The Interior Department has decided that environmentalists can no longer
simply buy grazing permits and retire them. Under its reading of the law - not
wholly shared by predecessors in the Clinton administration - land currently
being used by ranchers has already been determined to be "chiefly valuable for
grazing" and can be opened to herds at any time if the B.L.M.'s "land use
planning process" deems it necessary.

But why should a federal bureaucrat decide what's "chiefly valuable" about a
piece of land? Mr. Hedden and Mr. LeFevre have discovered a "land use planning
process" of their own: see who will pay the most for it. If an environmentalist
offers enough to induce a rancher to sell, that's the best indication the land
is more valuable for hiking than for grazing.

I have no idea why a grazing permit can't be retired - certainly that's legal and proper with emissions permits.  I never, ever thought I would find the NY Times writing something like "why should a federal bureaucrat decide what's "chiefly valuable" about a
piece of land", but I love it. And raspberries to the Bush Administration, who yet again are demonstrating that their lack of dedication to markets and private action.  Its time to admit that the republicans have returned to the bad old days of their 1970's support for big government crony capitalism.
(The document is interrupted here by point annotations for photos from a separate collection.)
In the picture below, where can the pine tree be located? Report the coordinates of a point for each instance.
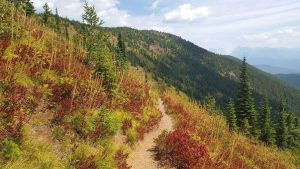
(281, 129)
(57, 24)
(246, 128)
(245, 108)
(29, 8)
(122, 59)
(267, 131)
(46, 14)
(25, 5)
(98, 52)
(231, 117)
(293, 139)
(90, 16)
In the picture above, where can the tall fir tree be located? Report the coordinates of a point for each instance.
(245, 108)
(267, 130)
(57, 21)
(46, 14)
(231, 117)
(121, 57)
(25, 5)
(281, 127)
(29, 8)
(98, 52)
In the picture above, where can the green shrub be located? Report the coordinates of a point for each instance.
(84, 124)
(10, 150)
(132, 135)
(111, 121)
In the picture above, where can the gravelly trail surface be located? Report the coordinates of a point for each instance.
(142, 157)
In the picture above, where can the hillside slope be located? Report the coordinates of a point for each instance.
(291, 79)
(55, 112)
(196, 71)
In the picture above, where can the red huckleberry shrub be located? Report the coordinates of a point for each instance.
(186, 152)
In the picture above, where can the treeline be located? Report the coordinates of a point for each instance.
(281, 130)
(107, 65)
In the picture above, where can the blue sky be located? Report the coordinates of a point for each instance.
(219, 25)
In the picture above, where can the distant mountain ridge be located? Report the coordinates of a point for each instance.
(275, 69)
(197, 71)
(291, 79)
(282, 60)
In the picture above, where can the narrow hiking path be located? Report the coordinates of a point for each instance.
(142, 157)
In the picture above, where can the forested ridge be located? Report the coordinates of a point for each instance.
(198, 72)
(79, 95)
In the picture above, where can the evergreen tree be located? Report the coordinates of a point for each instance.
(231, 117)
(46, 14)
(66, 30)
(57, 24)
(25, 5)
(293, 139)
(122, 59)
(98, 52)
(281, 130)
(90, 16)
(246, 128)
(29, 8)
(245, 108)
(267, 131)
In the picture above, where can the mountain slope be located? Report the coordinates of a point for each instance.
(278, 57)
(196, 71)
(291, 79)
(275, 69)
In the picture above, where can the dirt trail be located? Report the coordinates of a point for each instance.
(142, 157)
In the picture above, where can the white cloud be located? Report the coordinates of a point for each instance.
(155, 4)
(185, 13)
(163, 29)
(287, 37)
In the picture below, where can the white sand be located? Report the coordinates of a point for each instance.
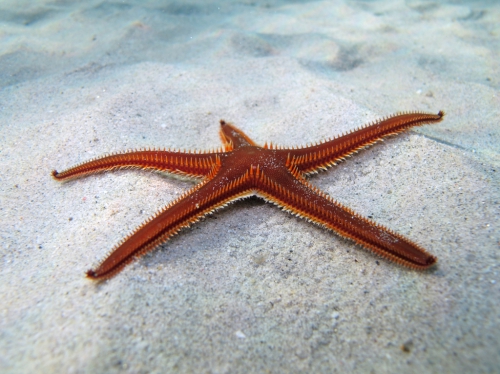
(250, 288)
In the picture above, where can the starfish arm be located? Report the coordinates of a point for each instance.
(233, 137)
(307, 201)
(213, 193)
(183, 163)
(322, 155)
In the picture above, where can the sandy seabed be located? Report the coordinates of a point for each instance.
(250, 289)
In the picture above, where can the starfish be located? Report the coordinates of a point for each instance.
(274, 173)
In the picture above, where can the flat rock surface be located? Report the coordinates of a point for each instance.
(250, 288)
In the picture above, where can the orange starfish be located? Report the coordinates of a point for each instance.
(276, 174)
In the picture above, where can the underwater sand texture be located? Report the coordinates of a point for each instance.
(249, 289)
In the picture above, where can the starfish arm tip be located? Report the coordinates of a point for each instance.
(92, 274)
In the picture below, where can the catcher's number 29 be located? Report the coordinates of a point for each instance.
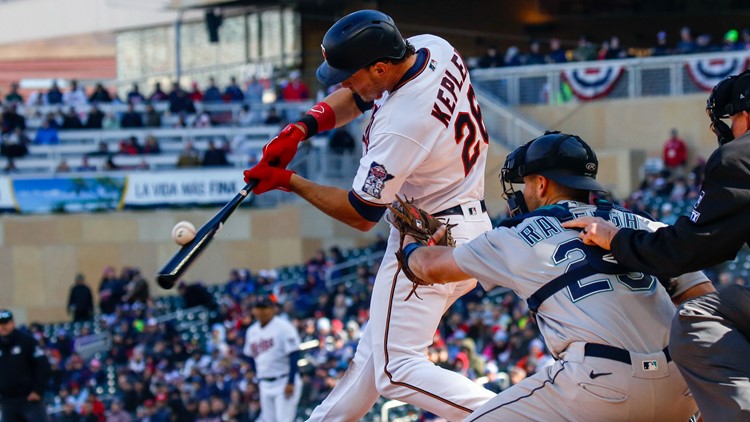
(575, 254)
(465, 129)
The new policy may make short-term political sense for the Bush
administration by pleasing its Republican allies in Utah and lobbyists for the
ranching industry. But it's not good for individual ranchers, and it ensures
more bitter range wars in the future. If environmentalists can't spend their
money on land, they'll just spend it on lawyers.

Here is Mr. Hedden's site at the Grand Canyon Trust, which unfortunately seems to support lobbying for government coercion at least as much as market-based solutions.

Hat tip to Nature Noted, a great blog on land trusts.